Identification of Gene Involved in Cypress Canker by PCR-Select Subtractive Hybridisation Approach

Abstract

Cypress canker is the most serious biological threat faced by cypress in Europe and North America. Tree breeding strategies retain canker resistance the primary selection criterion. Identification of genes activated or inhibited during the infection process is the basis to better understand the canker resistance. PCR-select (suppression subtraction hybridization) technique of isolation of genes specific for an infection process, was applied for analysis of host-pathogen interactions in the pathosystem Cupressus sempervirens / Seiridium cardinale. The subtraction, with RNA from the early stages of infection of S. cardinale, as a tester, and RNA from uninfected C. sempervirens, as a driver, enriched the pool of cDNA molecules with the ones specific for infection. The first step, was to develop a critical protocol for RNA isolation from cypress bark to provide a good quality of RNA for the further analysis. In a second step, 5 years-old seedlings of C. sempervirens were artificially infected by virulent strain of S. cardinale. Particular attention was paid in the experimental design to avoid to select genes that were activated only by wounding.

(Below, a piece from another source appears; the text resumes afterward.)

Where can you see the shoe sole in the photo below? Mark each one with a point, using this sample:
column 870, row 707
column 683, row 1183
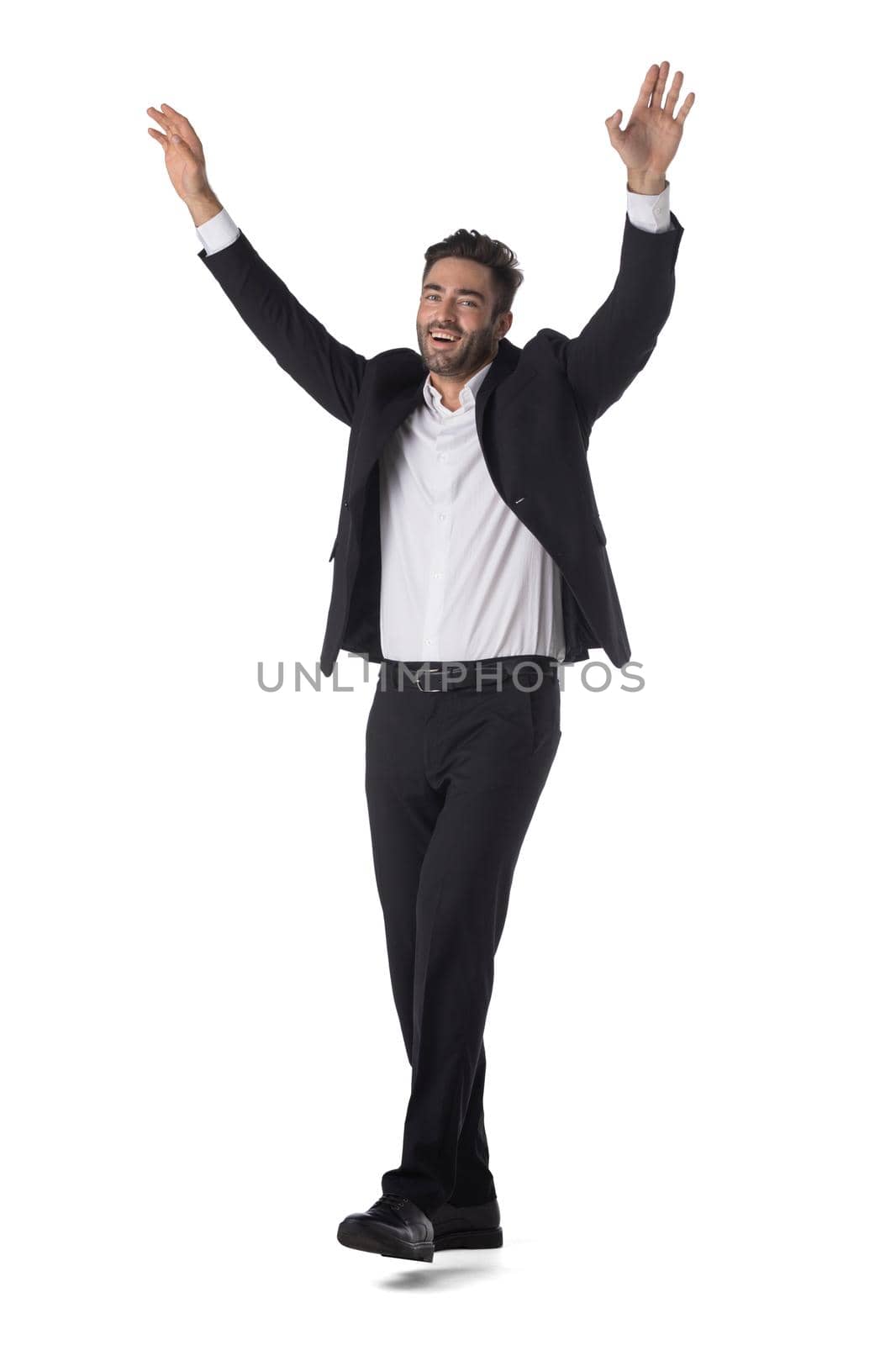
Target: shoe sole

A third step, was the isolation of pathogen DNA to monitor, by Real-time PCR, the pathogen spatial colonization in the bark along the stem. In the fourth step, a subtractive procedure to obtain an enriched library of cDNA, by PCR-Select, was carried out to select putative genes. To this purpose databank similarity searches were performed with the Blastx. program maintained at NCBI. In this study we succeeded in identifying about 100 cDNA clones significantly expressed in infected hosts but not in the uninfected control. The expression of several of these genes showing sequence similarity with resistance- or stress-related genes from other plant species were identified.